The Race to the Dan in January of 1781 was a strategic defeat for Nathanael Greene. Pursued by Lord Cornwallis, Greene was forced to leave the Carolinas completely clear of Continental forces. In pursuing the Continental forces, Cornwallis was forced to burn his baggage and put his troops through an exhausting campaign. When Greene returned to the offensive in May, he suffered another tactical defeat at Guilford Court House but Cornwallis’ army was worn down again. Ultimately Cornwallis was forced to leave the Carolinas and move into Virginia where he was surrounded at Yorktown.
In the late summer and early fall of 1774, people in every shire town (county seat) of Massachusetts cast off British rule. Many then pushed for “independency” and wanted to attack the British garrison in Boston, the Crown’s last outpost in the province. This frightened Samuel Adams, who was attending the Continental Congress in Philadelphia. To his allies back home, he pleaded for caution: “I beseech you to implore every Friend in Boston by every thing dear and sacred to Men of Sense and Virtue to avoid Blood and Tumult. They will have time enough to dye. Let them give the other Provinces opportunity to think and resolve. Rash Spirits that would by their Impetuosity involve us in unsurmountable Difficulties will be left to perish by themselves. Nothing can ruin us but our Violence.” At the Massachusetts Provincial Congress, moderates prevailed and radicals retreated. Massachusetts would prepare for war but not start one, and that worked out well.
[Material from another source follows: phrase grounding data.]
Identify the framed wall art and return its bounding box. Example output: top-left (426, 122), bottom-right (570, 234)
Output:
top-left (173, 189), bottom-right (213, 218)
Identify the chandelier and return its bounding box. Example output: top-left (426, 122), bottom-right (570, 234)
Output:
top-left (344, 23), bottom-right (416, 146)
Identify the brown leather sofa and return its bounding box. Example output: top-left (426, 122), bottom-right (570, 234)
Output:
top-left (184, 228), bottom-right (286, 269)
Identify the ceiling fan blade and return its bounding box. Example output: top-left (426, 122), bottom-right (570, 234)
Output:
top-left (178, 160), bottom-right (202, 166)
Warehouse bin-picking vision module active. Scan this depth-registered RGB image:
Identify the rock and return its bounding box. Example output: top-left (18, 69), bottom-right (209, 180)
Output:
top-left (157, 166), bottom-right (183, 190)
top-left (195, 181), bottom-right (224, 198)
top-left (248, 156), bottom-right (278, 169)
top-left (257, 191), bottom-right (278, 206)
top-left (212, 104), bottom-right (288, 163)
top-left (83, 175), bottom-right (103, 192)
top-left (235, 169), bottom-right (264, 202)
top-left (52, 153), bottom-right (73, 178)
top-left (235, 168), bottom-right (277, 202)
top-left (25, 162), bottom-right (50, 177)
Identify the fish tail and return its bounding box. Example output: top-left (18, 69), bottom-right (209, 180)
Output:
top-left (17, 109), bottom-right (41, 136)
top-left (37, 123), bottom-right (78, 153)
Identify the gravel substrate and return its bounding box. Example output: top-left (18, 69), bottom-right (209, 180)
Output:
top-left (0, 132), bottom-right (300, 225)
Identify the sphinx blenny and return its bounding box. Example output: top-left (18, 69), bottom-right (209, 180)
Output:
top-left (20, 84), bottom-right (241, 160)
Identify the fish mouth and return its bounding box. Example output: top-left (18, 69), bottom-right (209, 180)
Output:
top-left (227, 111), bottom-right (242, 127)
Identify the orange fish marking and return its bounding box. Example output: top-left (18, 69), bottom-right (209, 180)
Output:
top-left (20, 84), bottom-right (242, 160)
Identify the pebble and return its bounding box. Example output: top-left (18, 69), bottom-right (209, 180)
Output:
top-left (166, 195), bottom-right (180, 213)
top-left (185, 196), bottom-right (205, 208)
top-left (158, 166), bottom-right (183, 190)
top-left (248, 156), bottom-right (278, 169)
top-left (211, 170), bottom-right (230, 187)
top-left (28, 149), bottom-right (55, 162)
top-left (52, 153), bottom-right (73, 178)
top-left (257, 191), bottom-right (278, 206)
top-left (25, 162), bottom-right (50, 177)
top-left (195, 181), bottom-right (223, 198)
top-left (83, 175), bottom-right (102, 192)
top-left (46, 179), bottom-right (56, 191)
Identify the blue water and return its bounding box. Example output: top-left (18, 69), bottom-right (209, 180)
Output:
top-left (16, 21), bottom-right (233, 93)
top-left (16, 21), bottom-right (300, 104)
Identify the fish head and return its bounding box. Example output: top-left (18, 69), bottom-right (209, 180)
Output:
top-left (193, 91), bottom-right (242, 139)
When Britain did attack at Lexington and Concord the following spring, militia were better prepared and other colonies willingly joined the fray. We think of Samuel Adams as a radical, but here he preached retrenchment, the optimum strategy for that moment.
J. L. Bell
Gen. George Washington’s repeated defeats in councils of war he called during the siege of 1775-76. He kept proposing plans to attack the British in Boston. Washington offered plans on September 8, October 18, and February 16. His most spectacular idea was a charge across the ice of the frozen Charles River. Every time, his generals voted him down. Finally Washington asked what the council suggested instead, and they convinced him to try Gen. Artemas Ward’s plan to fortify Dorchester Heights and thus threaten ships in Boston harbor, which finally drove the British away. Washington believed that the Continental Congress had sent him to Boston to defeat the British army, not just to wait for it to leave. He believed that by bringing on a battle he could inflict Bunker Hill-level casualties on the enemy, making the ministry in London rethink the war. And he believed that military glory came in battle. When the British troops finally sailed away in March 1776 without a fight, Washington expressed “disappointment” in a private letter. In fact, Washington’s defeats in council were the best thing that could have happened to him. His subordinates saved him from making a reckless attack on fortified positions that would have cost the Continental Army dearly and stalled the move toward independence. As frustrated as he was during the long siege, Washington had those months to learn how to administer his large army and coordinate with civil governments.